Preparation begins with a realistic self-assessment. Dr Murphy advised providers to perform a realistic assessment of their market position, understand their competition, understand their payer mix, understand payers’ fee schedules, and determine how they bring value to the healthcare market.

Similarly, providers must have a thorough understanding of payers when entering a negotiation. Preparation calls for a careful SWOT analysis of the payers—strengths, weaknesses, opportunities, and threats.

“This can be something as simple as Google. Sometimes it’s reaching out to your network. I get tremendously valuable information about payers when I look to provide insurance for my own company by going to brokers,” said Dr Murphy.

The analysis of payers should include information about each major payer’s market share, competing payers and their market shares, and current performance profiles of the negotiating counterpart and other market players. The analysis should seek to identify whether the provider has leverage that can be brought to bear in negotiations, and whether the counterpart has weaknesses that can be exploited to provide advantage.

A provider should never enter a negotiation without a clear strategy, said Dr Murphy. As part of that strategy, the provider should know the best alternative to a negotiated agreement, the reservation—walk away—price, the desired contract terms and termination, and the points that can be conceded.

“Inflate your opening position. Obviously, you’re not going to get everything you want. Figure out what you absolutely need. What is the impressive-looking metric or measure that you couldn’t care less about? What contract terms and termination and periods do you want and why? All of that is important, as is the language of the contract—critical to understand it,” noted Dr Murphy.

Be aware of and prepared for payers’ various negotiating strategies, including delay, lack of empowerment (not authorized to make a change or a deal), last-minute changes, “creative mathematics” (carefully crafted numbers that are carefully crafted for a reason), obfuscation, ACOs, budget restrictions (real or fiction), narrow networks, indifference, and language (read and understand all).
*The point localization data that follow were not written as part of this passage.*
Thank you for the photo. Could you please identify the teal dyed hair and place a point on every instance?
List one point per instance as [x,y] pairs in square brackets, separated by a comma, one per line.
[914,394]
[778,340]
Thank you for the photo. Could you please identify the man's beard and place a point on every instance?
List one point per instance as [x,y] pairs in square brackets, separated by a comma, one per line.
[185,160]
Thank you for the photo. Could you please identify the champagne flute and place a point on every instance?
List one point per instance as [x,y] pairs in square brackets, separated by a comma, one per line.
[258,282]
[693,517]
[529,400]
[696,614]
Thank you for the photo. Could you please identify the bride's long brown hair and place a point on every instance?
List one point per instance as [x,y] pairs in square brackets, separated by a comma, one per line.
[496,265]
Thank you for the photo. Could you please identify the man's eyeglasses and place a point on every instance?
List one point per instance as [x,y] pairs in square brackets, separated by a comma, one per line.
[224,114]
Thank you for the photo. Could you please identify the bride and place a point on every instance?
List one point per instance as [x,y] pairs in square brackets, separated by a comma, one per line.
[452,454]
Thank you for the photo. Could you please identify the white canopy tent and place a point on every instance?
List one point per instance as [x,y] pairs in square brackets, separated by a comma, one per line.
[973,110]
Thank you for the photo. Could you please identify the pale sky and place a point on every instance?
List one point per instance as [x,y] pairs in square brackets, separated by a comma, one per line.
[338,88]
Providers have multiple strategies at their disposal to counter those of the payers, including recognizing and leveraging a unique, quantifiable value proposition; considering an out-of-network position as an option; using public opinion as an ally; pitting payers against one another; selling the practice to a health system; and making the status quo unacceptable.
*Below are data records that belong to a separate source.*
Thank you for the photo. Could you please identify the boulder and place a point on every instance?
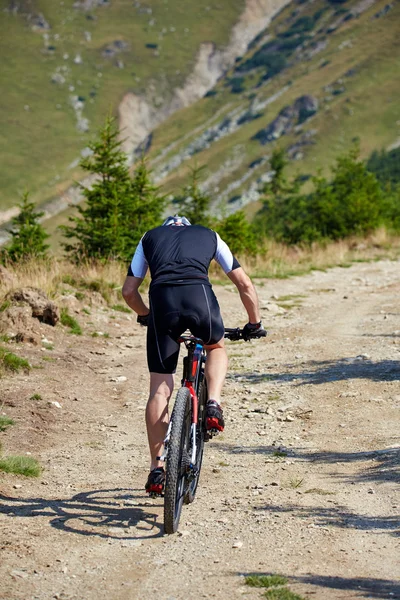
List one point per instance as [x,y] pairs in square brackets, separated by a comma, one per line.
[290,116]
[41,307]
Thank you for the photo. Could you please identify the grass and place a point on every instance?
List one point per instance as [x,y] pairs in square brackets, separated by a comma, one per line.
[5,422]
[20,465]
[265,580]
[11,362]
[282,594]
[68,321]
[319,492]
[295,482]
Data and Knowledge Are Power

“Data and knowledge are power. Do whatever you can to get them. Understand what the value is that you uniquely, exclusively, or better than anyone else bring to the market, and consequently to the negotiating table. Exploit that for all it’s worth,” recommended Dr Murphy.

As a final piece of advice, Dr Murphy reminded providers of the words of Helmuth von Moltke the Elder, Chief of Staff of the Prussian army before World War I, who said, “No battle plan survives the first contact with the enemy.”

“That’s almost certainly going to happen with your insurance negotiation,” said Dr Murphy.